I watched as the Republican Party repealed the Affordable Care Act. I will be the first to admit the ACA has some minor problems, but it has served a portion of our population very well. If the Republican Party had a good, workable alternative, it wouldn't be so bad. Here is the main problem; they are making it up as they go along. That is totally irresponsible. If they want to change the Affordable Care Act, they should present to the American people exactly what it is they want to pass. To cobble up a bill as they go so that they gain enough support to pass it is pathetic.

I keep hearing, “Don't worry about it.” This is our government? The majority of the country has already expressed that they don't want it repealed. I sent our Republican elected officials an invitation to meet with a hard-working family devastated by medical problems. Under the ACA, they are now back in the tax-paying section of our society. Not one of our elected Republicans even replied to the offer. I can't wait for some town hall meetings where we can meet these officials face to face.

Roger Bayford

Columbia City

Park defenders shortsighted

All these people writing about their memories of Memorial Park and all the great times they had there and all the fun things they did there, “so don't destroy the park by putting baseball fields and volleyball courts and all that good stuff there” – what are they thinking? What about all the future generations of kids and parents who are going to make great memories and have fun times, and all the thousands of new participants these new facilities are going to infuse into the park? I drive by that park often, and rarely do I see many people there.

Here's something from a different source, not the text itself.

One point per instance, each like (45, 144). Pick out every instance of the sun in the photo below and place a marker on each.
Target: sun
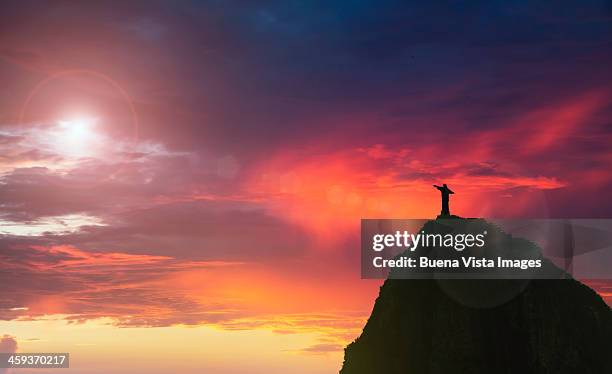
(76, 137)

Come on, folks, get behind this and get over yourselves. I get that you all used to go there and don't want it to be destroyed, but do you really think Indiana Tech is going to destroy it? Have you taken a look at what Indiana Tech has done to vastly improve the area around its campus? Tech doesn't do anything halfway. Everything I see they have done has been incredibly pleasurable, aesthetically and culturally. They cleaned up a lot of blight in the downtown area. Take a good look.

It will be a great thing for our community, I guarantee it. So be positive and give it a chance.

Jack Rhoades

Fort Wayne

Note to readers

Fort Wayne Newspapers suffered an interruption in email service between Tuesday and Friday of last week. If you emailed a letter to the editor during that time, you may wish to resend it. Service has been restored.